Wafa Bazzi

and 1 more

The RAG addresses the limitations of standard Large Language Models (LLMs) by incorporating external data through Information Retrieval, thereby enhancing their generation ability. As a recent advancement, RAG improves the selection of knowledge sources for response generation in dialogues. Although LLMs generate answers to questions, these answers may sometimes be of suboptimal quality and contain inaccuracies. The RAG framework includes a fine-tuning process that refines models using feedback and examples based on relevance. This process further enhances Open Domain Question Answering by incorporating external data through Information Retrieval.

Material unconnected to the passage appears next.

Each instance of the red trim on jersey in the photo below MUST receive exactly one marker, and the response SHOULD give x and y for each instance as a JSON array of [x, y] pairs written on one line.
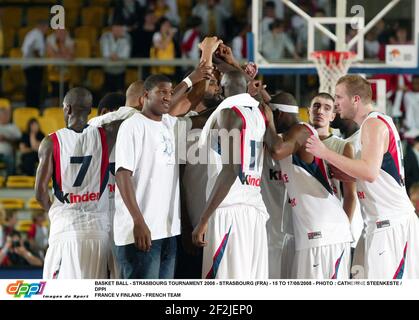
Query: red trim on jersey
[[104, 166], [57, 159], [318, 161], [392, 146], [242, 135], [264, 116]]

The RAG end2end extension dynamically updates external data during the training of both the retriever and generator, as well as during the training of Dense Passage Retrieval (DPR) models with QA pairs. This process eliminates the need for large continuous improvements in prediction. RAG goes beyond merely creating a smarter ChatGPT; it enables conversations by integrating external sources, adding personalized external sources, and implementing metrics to evaluate these sources, thereby generating beneficial sources. The framework also employs metrics to evaluate answers, refines them through dialogue and feedback, and reduces hallucinations by augmenting with up-to-date knowledge. In summary, these instances highlight the power of RAG and its potential applications for optimizing language models. However, RAG has some limitations. The quality of the generated responses may be impacted by the quality of the incorporated external data. If the data is inaccurate or biased, this could negatively affect the responses. Furthermore, hallucinations remain a challenge because inaccuracies can arise if the input does not contain sufficient information or metrics for evaluation. Future work should focus on enhancing data integration, educating the prompt query, developing real-time correction mechanisms, and adapting RAG for specific domains.